Have any of you heard of this technic, or used it yourself to protect the inside of your barrel while hunting? If so, can you share what it is that you use, and does it interfere with the bullet flight?

Thanks.


----------



## MadHunter (Nov 17, 2009)

I have seen a lot of this in some shows. Not just for muzzle brakes but for any rifle. Basically you can put some tape over the end of your muzzle to keep debris from falling in. Some people use masking tape, electrical tape and i've seen some bandaids also. The guys on one of the long range shooting shoes use finger condoms held with a small rubber band.

Some folks will tell you that you should never obstruct your muzzle because it can blowback on you. I don't believe any of these items excert enough resistance to cause blowback personally. Personally, I have used the finger condoms on my gun on a snowy hunt but I remove them before shooting. I do not care to take the chance. At my hunters safety we were shown a couple of shotguns that had blown up because of masking tape over the muzzle. You decide!


----------



## Afishnado (Sep 18, 2007)

At the Spencer's gift store they sell novelty (very small) condoms. They fit perfectly over the end of a rifle barrel. I use them all the time, but you should see the funny looks the cashiers give me when I buy a dozen of them.


----------



## Moostickles (Mar 11, 2010)

I noticed that Sportsman's Warehouse in Provo carries them too. They are along the back wall by the muzzleloading stuff.


----------



## Al Hansen (Sep 7, 2007)

I've been told that a small lenght of masking tape will work well.


----------



## wyogoob (Sep 7, 2007)

Al Hansen said:


> I've been told that a small lenght of masking tape will work well.
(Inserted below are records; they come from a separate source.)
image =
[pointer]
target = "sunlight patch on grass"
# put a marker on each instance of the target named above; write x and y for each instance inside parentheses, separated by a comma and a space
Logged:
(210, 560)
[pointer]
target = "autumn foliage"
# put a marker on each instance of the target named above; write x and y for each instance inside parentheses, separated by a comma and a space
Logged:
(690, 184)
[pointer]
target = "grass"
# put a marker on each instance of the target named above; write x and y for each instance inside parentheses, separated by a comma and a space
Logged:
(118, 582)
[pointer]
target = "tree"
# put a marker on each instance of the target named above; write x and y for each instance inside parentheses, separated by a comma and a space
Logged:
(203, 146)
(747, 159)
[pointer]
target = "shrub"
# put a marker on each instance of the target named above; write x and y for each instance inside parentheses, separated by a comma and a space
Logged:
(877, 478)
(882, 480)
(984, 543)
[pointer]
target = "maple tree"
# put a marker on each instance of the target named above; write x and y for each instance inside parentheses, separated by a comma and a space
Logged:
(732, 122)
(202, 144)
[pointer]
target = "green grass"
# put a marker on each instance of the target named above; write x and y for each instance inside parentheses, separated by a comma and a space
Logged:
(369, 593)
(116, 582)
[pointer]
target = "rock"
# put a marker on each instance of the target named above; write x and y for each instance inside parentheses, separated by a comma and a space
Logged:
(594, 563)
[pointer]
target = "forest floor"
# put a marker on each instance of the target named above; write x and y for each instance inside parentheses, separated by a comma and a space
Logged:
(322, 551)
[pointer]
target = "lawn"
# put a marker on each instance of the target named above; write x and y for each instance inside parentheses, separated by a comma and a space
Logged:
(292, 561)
My brother and I use electrical tape or duct tape. Electrical tape leaves hardly any adhesive. It rained so bad on the elk rifle hunt this year we went to duck tape. I like to leave a little crack in the tape job, kind of a vent. My brother seals his muzzle completely off and doesn't have any problems shooting. Kinda scares me some. Most times I carry a little electrical tape and some duct tape in my pack along with RemOil or WD40 swabs in those little foil packages.


----------



## Squigie (Aug 4, 2012)

I used electrical tape for a few years, but always had problems with adhesion. It just fell off too easily when you needed it the most - with temperature swings or nasty weather (heavy rain, blowing rain, blowing snow). Even _quality_ tape just wanted to peel off.

Now, I use balloons, water balloons, finger condoms, or double-layered fingers from a nitril glove (if I forgot to bring the previous three options). It works great, and has no measurable affect on accuracy.
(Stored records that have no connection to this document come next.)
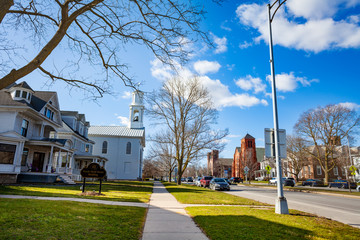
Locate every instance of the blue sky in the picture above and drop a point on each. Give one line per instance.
(316, 61)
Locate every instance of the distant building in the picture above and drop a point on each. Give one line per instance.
(219, 167)
(123, 146)
(245, 156)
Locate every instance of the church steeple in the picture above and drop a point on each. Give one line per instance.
(136, 110)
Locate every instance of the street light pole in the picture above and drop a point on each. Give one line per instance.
(281, 206)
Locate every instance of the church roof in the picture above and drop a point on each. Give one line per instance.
(248, 136)
(116, 131)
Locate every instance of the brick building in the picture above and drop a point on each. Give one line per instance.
(219, 167)
(245, 156)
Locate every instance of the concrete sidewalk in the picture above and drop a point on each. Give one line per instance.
(167, 219)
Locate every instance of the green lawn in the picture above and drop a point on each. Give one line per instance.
(247, 223)
(39, 219)
(125, 191)
(188, 194)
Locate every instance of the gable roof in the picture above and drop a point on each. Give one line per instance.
(116, 131)
(38, 100)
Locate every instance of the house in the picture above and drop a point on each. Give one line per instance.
(38, 142)
(27, 118)
(245, 156)
(123, 146)
(219, 167)
(75, 129)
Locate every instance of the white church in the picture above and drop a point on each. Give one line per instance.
(123, 146)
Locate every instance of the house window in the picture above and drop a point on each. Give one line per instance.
(24, 127)
(87, 147)
(104, 149)
(343, 171)
(318, 170)
(24, 156)
(128, 148)
(7, 153)
(24, 94)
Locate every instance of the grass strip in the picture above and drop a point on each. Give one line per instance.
(248, 223)
(124, 191)
(189, 194)
(325, 190)
(40, 219)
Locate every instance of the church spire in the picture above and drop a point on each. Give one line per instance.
(136, 110)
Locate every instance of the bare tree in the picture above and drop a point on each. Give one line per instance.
(185, 108)
(297, 155)
(324, 128)
(96, 31)
(163, 154)
(150, 169)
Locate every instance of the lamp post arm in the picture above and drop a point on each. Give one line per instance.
(280, 4)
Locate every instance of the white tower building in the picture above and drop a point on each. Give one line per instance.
(136, 111)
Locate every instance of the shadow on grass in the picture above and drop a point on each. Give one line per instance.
(247, 227)
(116, 191)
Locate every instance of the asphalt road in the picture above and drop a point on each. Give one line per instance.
(342, 209)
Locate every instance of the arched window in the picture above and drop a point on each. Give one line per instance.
(128, 148)
(104, 149)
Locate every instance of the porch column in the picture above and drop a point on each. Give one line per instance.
(58, 165)
(18, 157)
(50, 161)
(67, 162)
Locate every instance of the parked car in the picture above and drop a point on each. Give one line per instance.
(235, 180)
(312, 182)
(219, 184)
(259, 178)
(342, 184)
(205, 181)
(292, 179)
(227, 180)
(197, 181)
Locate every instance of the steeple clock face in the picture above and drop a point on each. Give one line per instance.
(136, 116)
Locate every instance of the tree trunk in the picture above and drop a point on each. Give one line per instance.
(5, 5)
(178, 180)
(326, 181)
(170, 173)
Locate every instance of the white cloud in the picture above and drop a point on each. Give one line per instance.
(289, 82)
(224, 98)
(307, 25)
(245, 45)
(126, 95)
(220, 93)
(350, 105)
(123, 120)
(204, 67)
(221, 44)
(251, 83)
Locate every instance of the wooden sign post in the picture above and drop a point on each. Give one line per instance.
(93, 171)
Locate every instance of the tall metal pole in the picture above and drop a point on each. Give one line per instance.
(281, 206)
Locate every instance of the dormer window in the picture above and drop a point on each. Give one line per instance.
(49, 114)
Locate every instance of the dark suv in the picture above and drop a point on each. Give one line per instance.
(235, 180)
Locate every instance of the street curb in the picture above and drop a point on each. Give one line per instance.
(306, 191)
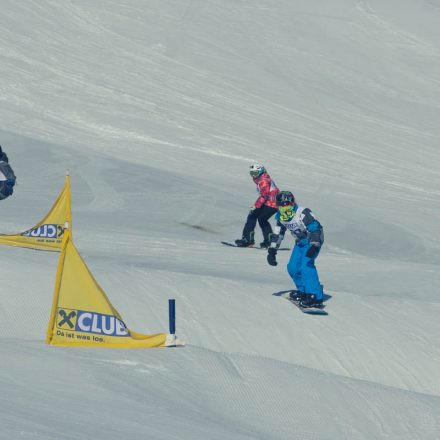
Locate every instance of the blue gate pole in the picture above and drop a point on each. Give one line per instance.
(172, 315)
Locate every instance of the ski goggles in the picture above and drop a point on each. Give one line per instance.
(286, 212)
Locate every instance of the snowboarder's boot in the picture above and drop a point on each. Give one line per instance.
(246, 241)
(310, 300)
(296, 295)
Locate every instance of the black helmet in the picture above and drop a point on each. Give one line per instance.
(285, 198)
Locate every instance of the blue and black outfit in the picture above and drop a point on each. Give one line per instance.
(309, 237)
(7, 176)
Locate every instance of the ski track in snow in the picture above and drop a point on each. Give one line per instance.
(157, 110)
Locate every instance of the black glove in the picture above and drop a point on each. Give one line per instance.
(271, 256)
(313, 250)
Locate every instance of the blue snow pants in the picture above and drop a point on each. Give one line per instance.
(303, 271)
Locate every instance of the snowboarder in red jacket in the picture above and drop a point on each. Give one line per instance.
(262, 210)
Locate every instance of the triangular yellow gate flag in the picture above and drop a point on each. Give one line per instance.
(83, 316)
(48, 234)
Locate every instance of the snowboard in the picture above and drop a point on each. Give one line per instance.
(227, 243)
(307, 310)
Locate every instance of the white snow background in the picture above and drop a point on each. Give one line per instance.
(158, 108)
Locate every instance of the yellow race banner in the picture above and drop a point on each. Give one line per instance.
(48, 234)
(82, 315)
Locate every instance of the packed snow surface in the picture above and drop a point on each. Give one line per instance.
(158, 108)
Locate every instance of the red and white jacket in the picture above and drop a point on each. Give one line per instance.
(267, 191)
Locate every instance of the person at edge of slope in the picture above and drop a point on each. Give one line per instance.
(262, 210)
(7, 176)
(309, 237)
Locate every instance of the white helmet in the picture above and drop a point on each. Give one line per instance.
(256, 170)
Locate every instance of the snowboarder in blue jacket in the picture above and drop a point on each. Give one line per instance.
(7, 176)
(309, 237)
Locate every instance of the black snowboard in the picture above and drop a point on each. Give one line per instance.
(227, 243)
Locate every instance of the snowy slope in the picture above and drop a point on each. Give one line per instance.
(158, 108)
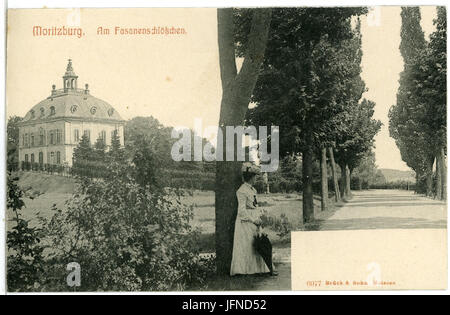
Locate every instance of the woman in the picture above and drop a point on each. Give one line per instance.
(245, 259)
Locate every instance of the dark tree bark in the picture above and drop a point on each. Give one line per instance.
(443, 170)
(337, 191)
(307, 170)
(236, 92)
(438, 177)
(324, 179)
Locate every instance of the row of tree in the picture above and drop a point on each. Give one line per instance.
(301, 69)
(417, 121)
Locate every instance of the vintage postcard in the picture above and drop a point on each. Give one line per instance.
(230, 149)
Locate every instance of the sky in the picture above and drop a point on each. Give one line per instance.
(174, 78)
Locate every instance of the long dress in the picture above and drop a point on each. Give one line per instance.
(245, 259)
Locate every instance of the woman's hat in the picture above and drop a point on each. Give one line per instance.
(248, 167)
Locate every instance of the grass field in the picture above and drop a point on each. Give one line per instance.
(42, 191)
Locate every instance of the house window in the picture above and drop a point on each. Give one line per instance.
(76, 135)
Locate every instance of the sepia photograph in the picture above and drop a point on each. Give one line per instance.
(226, 149)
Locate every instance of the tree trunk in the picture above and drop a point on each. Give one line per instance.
(443, 169)
(236, 92)
(324, 179)
(337, 192)
(348, 177)
(429, 181)
(307, 170)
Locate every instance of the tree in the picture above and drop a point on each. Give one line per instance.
(99, 150)
(301, 78)
(418, 121)
(25, 258)
(116, 153)
(237, 88)
(356, 139)
(126, 235)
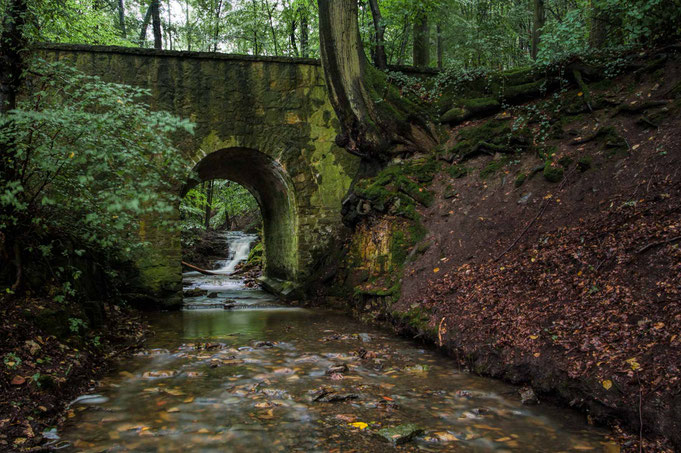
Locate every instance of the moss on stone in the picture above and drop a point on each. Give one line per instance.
(584, 163)
(458, 171)
(492, 167)
(553, 172)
Theoretically, the bullet should never touch the balloon/condom/glove finger, either. It gets partially inflated by the air being pushed out of the bore by the bullet, providing enough room for the bullet to just leave the muzzle without touching it. As the bullet loses contact with the bore, the gases behind the bullet over-inflate the balloon/condom/finger, and pop it without the bullet ever even touching it. Somewhere on Youtube, there's high speed footage showing it in action with a regular balloon.

Tape, on the other hand, usually gets cut by the bullet. But the affect on accuracy is still minimal, if not imperceptible.


----------



## Frisco Pete (Sep 22, 2007)

It's a muzzle brake! B-R-A-K-E! Unless it's broken, then you can call it a break. 

That's all.


----------



## jpolson (Jun 12, 2011)

Frisco Pete said:


> It's a muzzle brake! B-R-A-K-E! Unless it's broken, then you can call it a break.
> 
> That's all.


Woo-Hoo! It's the Grammar Police! Well, at least I didn't have to do it.


----------



## Donttreadonme (Sep 11, 2007)

My guns are always covered with a scope/muzzle protector when I am out in the field, It has never cost me a shot, but has definitely saved me a few dings to the scope and barrel.

http://www.midwayusa.com/product/97...ector-with-muzzle-crown-protector-nylon-black


----------